And you didn’t invite me? I thought we were friends 💔
At first I was confused as hell, and then I read the name of the person who had replied.
Lando Norris
I shook my head with a small smile spreading across my lips. I wasn’t sure how he managed to find my social media, or why for that matter, but I suppose it wouldn’t have been too hard. I decided to reply anyway.
Maybe next time Mr. Norris
My laptop open, camera plugged in, I knew for a fact that these were going to be the easiest photos I’d ever edited. I plopped myself back down on my couch, satisfied with my breakfast and cleanup afterwards, one hindered percent determined to be productive today.
Woo hoo!
Okay, maybe that was a bit of sarcasm. Though, i wasn’t lying about these photos being easy to edit. The hard part, however, would be keeping my eyes off of Lando’s face for long enough to edit his photos.
Who knew such a thing could be so insanely difficult.
It was honestly frustrating trying to keep my mind away from him. I’ve dated my fair share of men, and I don’t think I’ve ever had this much trouble keeping my thoughts in check. This also begs the question, what exactly were we now? I’m not sure if our date had any romantic implications in the first place. He could have just been being friendly. I would be a fool to mention it.
A knock on the door pulled me completely out of my rambling thoughts, and a part of me was thankful. I got up to open it, curious as who the hell could be knock in on my door at 9am.
The door revealed the most beautiful pair of blue-green eyes I had ever seen.
“I brought you things!” Lando said excitedly, not waiting on me to let him in a pushing past me to the table in my kitchen.
“Good morning to you too, Lando.” I chuckled, following closely after him.
“So, first things first. I’m mad at you.” Lando pushed his bottom lip out, giving me a pout I couldn’t help but giggle at.
“And why would that be, Mr. Norris?” He glared at me.
“You know exactly why I’m mad at you.” He clicked his tongue. “Fortunately for you, that isn’t why I am here.” I tilted my head, urging him to continue.

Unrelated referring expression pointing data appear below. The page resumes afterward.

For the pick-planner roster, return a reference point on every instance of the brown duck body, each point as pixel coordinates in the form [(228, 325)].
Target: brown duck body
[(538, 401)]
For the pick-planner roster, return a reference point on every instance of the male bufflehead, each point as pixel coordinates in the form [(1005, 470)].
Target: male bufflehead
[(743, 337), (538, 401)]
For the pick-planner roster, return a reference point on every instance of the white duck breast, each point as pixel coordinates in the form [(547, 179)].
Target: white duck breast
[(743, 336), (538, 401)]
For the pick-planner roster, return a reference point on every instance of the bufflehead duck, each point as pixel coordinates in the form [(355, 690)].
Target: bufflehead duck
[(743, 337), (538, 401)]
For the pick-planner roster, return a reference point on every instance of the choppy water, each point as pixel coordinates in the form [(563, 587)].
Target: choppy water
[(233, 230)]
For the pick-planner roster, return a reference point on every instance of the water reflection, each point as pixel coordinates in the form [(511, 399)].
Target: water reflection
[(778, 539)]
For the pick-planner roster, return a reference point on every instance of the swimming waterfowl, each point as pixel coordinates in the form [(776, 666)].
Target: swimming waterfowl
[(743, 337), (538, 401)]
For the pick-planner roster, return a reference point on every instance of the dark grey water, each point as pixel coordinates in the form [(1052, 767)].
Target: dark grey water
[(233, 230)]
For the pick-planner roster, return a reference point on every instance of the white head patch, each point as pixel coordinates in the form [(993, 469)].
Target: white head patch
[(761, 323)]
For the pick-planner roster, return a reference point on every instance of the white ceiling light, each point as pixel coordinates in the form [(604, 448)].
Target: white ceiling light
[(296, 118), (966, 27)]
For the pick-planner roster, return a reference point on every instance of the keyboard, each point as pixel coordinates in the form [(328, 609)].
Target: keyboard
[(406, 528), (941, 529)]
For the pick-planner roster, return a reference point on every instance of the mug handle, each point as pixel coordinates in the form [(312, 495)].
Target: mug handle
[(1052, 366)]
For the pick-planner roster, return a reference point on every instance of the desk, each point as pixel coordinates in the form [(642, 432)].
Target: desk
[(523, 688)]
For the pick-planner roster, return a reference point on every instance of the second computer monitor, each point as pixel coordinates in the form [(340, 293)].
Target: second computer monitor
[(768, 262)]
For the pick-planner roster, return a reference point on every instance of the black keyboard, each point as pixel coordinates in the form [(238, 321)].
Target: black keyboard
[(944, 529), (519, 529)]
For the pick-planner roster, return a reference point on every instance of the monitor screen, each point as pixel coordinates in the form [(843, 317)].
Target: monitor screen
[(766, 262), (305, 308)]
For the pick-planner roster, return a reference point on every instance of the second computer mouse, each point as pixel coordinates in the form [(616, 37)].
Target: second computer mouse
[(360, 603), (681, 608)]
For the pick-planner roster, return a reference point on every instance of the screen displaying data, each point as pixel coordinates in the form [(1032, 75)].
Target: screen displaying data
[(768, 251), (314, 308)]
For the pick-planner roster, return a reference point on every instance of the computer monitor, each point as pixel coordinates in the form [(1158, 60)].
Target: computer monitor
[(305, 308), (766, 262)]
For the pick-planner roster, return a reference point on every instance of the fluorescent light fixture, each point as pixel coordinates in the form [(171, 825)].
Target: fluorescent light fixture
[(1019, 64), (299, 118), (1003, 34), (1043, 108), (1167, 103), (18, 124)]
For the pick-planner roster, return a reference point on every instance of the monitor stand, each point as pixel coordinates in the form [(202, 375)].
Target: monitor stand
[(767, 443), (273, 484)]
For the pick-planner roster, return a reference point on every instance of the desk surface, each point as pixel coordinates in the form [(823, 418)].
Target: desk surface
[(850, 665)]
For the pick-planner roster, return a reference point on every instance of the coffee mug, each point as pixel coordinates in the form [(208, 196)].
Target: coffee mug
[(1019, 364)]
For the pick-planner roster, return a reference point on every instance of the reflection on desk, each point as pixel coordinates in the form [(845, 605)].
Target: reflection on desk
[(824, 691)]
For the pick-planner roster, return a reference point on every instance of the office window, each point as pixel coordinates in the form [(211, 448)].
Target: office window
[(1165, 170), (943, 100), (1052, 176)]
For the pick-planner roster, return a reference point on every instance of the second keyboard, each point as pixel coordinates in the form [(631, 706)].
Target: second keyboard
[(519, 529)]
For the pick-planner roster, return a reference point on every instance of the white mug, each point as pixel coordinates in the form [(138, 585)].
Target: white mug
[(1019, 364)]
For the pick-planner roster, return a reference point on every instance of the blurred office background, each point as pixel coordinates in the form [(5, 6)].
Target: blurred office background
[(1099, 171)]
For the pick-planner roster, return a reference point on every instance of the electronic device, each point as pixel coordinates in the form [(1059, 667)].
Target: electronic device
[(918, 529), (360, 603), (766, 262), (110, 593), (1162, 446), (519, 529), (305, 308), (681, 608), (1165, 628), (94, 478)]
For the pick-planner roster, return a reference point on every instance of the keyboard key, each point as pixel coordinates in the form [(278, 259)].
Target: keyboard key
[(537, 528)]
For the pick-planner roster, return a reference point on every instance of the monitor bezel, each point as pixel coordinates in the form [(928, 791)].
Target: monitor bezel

Lando pulled some bits of paper out of the sack I hadn’t realized he was holding. His eyes were too much of a distraction for me to even notice. He smiled then, holding my gaze for a little longer than I had anticipated before finally breaking the silence once more.
“Sign these.” He slid the papers towards me.
“What am I signing exactly?” I asked. As he handed me the pen, our fingertips touched for a moment, sending electricity through my body. My face heated up and I reverted my eyes back down to the paper to keep from falling into his.
“It’s a contract. I worked my magic with Zak, you’re welcome, and he’s written up an official agreement for you to work for McLaren.”
“You’re lying.” I gasped, reading through the paper that said just about the exact same thing Lando had just described to me. “I thought you were joking.”
“I wouldn’t get your hopes up like that, not even after you had pancakes without me.” I rolled my eyes at his smirking figure. I ignored his comment.
“I just can’t believe it’s actually happening. You have no idea how long I’ve wanted something like this.” This time I looked up at Lando with the biggest, genuine smile he’s ever seen me wear, and instead of smirking, he actually gave me a genuine smile back.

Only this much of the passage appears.